世界をまたにかけて活躍する名バイオリニスト、千住真理子さん。

ケースで大切に保管していたのは...。

千住真理子さんは、「これがストラディバリウス、デュランティです」と話した。

心に染みる美しい音色を響かせているのが、千住さんのかけがえのない相棒「ストラディバリウス」。

千住さんは「みんながまねして作るけど、同じように素晴らしい音色のものがなかなか作れない。なぜ作れないのか、いまだに科学的に解明できない。手にする前は憧れの存在であり、この世にないもののような手に届かない存在だったし、本当に、夢にいつも見てました」と語った。

ストラディバリウスは今からおよそ300年前、イタリアの楽器職人、アントニオ・ストラディバリらが製作した、世界最高峰とされるバイオリン。

当時、およそ1,200丁が作られ、およそ600丁が現存するといわれている。

その名器が、なんとネットオークションに出品されたとして、話題になっている。

千住さんは「すっごく驚きました! 本当に見てみたいし」と話した。

「世界に一つだけの本物になります」。

1692年製のストラディバリウスとして出品され、即決価格は8億8,000万円。

状態については、目立った傷や汚れなしと書かれているが、入札者はまだいない。

こうして、ネットオークションに、ストラディバリウスが出品されることはよくあるのか。

東京都内の楽器店。

中には、5,000万円を超えるバイオリンもあるというが、店によると、ネットオークションへの出品は、これまで聞いたことがないという。

文京楽器・堀西基代表は「(ストラディバリウスは店にある?)残念ながら、今はないですね。なかなか手に入れるのが難しいです」と話した。

ストラディバリウスをめぐっては、2011年、日本音楽財団が通常のオークションに出品したものが、およそ12億7,000万円で落札された。

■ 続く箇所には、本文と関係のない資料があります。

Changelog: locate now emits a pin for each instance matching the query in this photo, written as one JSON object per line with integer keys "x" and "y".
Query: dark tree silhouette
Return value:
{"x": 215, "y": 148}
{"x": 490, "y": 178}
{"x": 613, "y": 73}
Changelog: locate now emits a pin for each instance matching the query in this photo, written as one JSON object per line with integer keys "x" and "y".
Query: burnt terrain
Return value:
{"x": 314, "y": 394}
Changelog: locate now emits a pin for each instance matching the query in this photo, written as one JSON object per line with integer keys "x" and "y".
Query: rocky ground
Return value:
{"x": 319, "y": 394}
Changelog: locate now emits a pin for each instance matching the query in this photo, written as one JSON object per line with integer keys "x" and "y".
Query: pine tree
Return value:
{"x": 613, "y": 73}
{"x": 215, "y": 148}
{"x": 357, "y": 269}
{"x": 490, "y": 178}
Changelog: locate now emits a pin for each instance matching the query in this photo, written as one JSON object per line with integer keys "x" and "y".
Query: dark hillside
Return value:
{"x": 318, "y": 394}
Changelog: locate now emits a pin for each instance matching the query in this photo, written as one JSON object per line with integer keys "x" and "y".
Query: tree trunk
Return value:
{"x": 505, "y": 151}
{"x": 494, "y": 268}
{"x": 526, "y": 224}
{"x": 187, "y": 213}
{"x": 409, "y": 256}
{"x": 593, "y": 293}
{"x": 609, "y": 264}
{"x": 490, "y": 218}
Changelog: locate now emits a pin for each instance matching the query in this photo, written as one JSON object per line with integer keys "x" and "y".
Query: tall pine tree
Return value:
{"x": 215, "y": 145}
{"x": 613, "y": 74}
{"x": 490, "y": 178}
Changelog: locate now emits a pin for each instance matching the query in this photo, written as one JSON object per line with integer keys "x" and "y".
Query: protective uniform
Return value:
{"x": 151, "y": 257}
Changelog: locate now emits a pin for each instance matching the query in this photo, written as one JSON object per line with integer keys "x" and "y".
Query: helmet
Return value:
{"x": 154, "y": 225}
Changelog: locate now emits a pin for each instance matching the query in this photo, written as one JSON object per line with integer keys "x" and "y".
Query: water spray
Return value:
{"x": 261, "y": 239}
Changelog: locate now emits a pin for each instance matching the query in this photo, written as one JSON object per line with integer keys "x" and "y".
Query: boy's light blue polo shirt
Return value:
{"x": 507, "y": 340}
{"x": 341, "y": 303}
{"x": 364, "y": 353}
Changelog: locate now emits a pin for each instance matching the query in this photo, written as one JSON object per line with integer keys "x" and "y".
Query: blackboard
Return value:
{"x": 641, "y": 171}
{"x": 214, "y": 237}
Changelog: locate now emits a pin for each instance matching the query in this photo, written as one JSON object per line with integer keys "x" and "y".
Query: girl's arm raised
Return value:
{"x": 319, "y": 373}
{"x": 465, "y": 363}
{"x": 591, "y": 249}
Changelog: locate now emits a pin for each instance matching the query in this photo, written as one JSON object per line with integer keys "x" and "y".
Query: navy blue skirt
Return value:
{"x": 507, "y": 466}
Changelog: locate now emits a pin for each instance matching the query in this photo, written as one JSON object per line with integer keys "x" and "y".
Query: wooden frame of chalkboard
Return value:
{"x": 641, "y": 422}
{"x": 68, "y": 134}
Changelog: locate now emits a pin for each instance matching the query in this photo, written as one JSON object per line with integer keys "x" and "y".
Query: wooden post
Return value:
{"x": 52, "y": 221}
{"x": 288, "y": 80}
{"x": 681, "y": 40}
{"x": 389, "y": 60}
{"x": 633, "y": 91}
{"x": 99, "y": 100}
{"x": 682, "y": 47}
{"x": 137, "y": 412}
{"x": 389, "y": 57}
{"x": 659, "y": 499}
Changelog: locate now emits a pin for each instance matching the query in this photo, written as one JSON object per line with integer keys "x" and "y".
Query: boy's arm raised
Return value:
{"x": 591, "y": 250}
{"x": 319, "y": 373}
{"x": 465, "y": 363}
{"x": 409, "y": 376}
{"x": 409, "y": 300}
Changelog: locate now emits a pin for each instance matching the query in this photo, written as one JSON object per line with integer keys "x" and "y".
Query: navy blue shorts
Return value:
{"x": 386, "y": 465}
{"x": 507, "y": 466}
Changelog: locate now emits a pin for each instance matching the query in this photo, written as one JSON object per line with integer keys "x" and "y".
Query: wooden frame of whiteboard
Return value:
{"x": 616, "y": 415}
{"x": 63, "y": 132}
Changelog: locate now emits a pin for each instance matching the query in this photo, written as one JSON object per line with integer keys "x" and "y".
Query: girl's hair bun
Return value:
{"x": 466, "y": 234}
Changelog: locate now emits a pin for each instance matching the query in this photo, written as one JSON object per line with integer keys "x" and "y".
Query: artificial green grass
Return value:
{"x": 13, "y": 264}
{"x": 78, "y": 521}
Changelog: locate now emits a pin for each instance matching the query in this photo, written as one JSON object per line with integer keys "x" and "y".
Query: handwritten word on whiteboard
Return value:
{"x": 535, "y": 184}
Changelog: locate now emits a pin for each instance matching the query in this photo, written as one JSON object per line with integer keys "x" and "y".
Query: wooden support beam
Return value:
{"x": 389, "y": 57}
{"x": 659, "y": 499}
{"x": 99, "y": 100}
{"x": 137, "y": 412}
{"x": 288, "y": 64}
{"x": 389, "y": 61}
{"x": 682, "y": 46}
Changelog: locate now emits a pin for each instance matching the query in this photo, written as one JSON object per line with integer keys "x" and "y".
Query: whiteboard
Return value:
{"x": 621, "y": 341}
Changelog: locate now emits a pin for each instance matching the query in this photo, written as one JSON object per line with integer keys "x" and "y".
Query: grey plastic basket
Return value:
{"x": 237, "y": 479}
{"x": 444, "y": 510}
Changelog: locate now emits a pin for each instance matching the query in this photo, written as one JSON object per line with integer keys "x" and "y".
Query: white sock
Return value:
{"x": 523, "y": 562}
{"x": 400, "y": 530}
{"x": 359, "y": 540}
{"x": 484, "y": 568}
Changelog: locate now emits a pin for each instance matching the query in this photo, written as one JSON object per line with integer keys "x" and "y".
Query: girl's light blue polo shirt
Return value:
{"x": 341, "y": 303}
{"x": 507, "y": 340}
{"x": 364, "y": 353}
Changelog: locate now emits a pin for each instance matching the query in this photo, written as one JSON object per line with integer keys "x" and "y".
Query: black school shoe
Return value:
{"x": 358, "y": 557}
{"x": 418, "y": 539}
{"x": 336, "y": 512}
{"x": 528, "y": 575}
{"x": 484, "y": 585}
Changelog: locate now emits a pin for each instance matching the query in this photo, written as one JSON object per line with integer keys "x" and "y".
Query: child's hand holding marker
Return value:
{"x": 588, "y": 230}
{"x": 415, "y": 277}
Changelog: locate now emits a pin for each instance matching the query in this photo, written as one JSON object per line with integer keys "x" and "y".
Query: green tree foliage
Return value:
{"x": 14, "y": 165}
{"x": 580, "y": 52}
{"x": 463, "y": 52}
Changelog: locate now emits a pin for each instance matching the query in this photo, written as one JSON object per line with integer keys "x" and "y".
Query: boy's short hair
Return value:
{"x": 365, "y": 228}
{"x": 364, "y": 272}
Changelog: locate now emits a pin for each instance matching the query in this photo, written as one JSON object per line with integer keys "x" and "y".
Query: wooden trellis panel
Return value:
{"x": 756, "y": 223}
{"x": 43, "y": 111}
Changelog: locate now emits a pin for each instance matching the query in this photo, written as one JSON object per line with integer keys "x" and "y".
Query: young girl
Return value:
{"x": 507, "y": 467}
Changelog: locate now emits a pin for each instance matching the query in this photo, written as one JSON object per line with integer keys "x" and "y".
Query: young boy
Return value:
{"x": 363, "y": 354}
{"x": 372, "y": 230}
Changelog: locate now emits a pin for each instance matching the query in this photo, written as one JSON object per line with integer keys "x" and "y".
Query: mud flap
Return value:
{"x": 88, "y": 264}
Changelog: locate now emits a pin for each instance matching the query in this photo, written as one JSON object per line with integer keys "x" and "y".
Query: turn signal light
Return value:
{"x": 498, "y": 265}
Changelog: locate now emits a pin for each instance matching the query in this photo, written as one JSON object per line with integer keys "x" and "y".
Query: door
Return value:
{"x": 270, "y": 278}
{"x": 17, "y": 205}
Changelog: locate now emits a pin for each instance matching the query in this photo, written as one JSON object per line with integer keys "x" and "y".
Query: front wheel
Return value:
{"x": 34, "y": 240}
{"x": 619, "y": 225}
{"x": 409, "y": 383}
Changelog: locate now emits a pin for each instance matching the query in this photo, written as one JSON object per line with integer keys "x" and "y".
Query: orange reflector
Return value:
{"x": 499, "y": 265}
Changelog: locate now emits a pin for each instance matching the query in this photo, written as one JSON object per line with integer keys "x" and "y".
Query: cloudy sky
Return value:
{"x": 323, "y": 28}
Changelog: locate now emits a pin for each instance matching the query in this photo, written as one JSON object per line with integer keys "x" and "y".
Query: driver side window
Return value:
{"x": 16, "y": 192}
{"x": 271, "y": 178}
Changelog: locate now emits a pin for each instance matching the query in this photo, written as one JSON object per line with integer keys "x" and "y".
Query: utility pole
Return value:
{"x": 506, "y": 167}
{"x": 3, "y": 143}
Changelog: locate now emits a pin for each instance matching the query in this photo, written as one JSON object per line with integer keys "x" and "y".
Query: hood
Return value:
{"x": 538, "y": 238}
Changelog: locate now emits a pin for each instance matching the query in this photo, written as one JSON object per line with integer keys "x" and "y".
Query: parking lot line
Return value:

2018年10月には、ZOZOの前澤社長が、かつて10億円を超える値段で取引されたこともあるストラディバリウスを購入し、話題になった。

破格の高値で取引されるストラディバリウス。

今回出品されたものは、はたして本物なのか。

2018年、ストラディバリウスの展覧会を開いた販売店、「日本ヴァイオリン」の中沢創太氏は、「表板のこの部分、少し飛び出た部分のコーナリングの出来栄えも、この時代のストラディバリウスのフィニッシング。わたしが見るかぎり、ストラディバリウスだと思う」と話した。

出品者は商品について、イギリスの権威ある鑑定家、ピーター・ビダルフ氏の鑑定書付きと説明している。

今回、そのビダルフ氏が、たまたま来日していることが判明。

そこで、気になる疑問について直撃した。

名器鑑定の権威、ピーター・ビダルフ氏は「写真を見るかぎり、ストラディバリウスだと思います。見せられた可能性はあるかもしれませんが、これを鑑定したという記録はありません」と話した。